« Elle n’est vraiment pas discrète. Ça se voit comme le nez au milieu de la figure qu’elle va partir », pense la cinquième personne qui se trouve dans la pièce. Le bleu de ses yeux s’est collé sur Annie avant de se poser sur Aymard qui, lui, ne bronche pas.

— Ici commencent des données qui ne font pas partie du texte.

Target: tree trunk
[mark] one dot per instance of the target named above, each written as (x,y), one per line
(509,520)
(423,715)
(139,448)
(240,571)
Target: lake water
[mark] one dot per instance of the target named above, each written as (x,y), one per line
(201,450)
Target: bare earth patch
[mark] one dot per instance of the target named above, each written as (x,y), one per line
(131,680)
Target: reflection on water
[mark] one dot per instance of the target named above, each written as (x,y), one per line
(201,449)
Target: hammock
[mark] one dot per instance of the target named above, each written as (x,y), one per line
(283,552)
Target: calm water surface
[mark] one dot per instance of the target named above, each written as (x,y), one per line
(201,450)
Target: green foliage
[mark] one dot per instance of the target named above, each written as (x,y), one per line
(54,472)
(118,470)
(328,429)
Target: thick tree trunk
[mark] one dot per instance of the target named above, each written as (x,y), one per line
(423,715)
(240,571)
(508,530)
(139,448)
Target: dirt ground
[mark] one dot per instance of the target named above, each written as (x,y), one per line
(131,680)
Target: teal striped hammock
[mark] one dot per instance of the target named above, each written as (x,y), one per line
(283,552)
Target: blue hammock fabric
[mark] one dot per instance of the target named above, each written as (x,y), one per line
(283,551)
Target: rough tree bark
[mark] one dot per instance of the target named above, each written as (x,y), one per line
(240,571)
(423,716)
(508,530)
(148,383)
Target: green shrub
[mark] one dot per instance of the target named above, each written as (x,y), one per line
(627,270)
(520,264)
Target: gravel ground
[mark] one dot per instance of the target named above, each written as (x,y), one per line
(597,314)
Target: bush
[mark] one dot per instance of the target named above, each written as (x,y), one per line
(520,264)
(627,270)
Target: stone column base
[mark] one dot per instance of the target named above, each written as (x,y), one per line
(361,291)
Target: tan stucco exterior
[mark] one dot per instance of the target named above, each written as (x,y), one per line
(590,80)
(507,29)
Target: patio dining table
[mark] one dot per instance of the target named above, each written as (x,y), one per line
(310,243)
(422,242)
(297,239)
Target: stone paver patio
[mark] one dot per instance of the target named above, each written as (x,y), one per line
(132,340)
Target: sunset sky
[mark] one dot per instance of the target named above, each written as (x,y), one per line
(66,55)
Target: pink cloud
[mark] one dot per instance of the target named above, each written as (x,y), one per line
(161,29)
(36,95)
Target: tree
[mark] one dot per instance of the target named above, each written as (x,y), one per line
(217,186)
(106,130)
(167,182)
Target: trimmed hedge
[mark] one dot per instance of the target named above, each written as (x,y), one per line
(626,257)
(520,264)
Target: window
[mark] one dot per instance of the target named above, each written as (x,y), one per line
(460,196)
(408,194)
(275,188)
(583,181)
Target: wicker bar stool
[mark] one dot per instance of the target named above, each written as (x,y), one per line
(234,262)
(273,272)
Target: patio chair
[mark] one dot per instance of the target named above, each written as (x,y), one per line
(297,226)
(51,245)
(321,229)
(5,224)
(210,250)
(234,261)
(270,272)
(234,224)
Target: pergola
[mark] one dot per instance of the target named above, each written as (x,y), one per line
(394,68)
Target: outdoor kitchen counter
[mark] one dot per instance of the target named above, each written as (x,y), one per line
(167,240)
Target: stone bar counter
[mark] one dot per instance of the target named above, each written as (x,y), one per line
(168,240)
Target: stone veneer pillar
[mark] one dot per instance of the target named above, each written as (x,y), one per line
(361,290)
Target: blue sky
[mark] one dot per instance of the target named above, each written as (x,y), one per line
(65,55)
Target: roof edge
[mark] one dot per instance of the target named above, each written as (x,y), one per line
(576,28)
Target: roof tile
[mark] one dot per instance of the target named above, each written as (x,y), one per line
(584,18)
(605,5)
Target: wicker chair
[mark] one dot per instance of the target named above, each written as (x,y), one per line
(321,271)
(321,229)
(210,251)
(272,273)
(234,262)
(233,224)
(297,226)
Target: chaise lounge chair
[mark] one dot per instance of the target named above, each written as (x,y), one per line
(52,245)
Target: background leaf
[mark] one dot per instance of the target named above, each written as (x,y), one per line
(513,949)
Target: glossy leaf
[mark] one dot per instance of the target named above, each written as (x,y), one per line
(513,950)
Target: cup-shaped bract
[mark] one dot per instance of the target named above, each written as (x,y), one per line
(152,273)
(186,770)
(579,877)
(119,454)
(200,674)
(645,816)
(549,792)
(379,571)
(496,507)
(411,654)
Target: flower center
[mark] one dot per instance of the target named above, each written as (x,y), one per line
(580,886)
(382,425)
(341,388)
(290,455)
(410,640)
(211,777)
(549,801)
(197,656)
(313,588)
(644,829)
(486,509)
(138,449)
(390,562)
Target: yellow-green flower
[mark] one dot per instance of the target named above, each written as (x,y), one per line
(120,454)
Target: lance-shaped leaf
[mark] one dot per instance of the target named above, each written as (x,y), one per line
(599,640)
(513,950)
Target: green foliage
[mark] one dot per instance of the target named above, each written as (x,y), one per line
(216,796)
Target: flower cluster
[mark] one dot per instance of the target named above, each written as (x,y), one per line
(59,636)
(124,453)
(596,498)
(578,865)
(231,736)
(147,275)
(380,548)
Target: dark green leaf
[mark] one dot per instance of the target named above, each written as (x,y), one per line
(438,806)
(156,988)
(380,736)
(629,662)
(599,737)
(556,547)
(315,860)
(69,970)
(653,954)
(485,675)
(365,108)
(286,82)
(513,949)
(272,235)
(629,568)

Objectivement, il n’est pas moins indulgent avec le seul élément féminin du groupe. Son sexe ne l’intéresse que pour les besoins d’une opération, pour former un couple, ou pour assouplir un individu. Et Annie ne se sert pas non plus de sa condition. Elle ne veut surtout pas avoir l’air de gagner sur tous les tableaux. Faire l’homme ou la femme quand ça l’arrange.
Vincent la connaît bien, Annie, comme les trois autres. Il les a étudiés avant de les recruter, il a analysé chaque trait de leur personnalité, fouillé leur passé, leurs états de service, leurs failles.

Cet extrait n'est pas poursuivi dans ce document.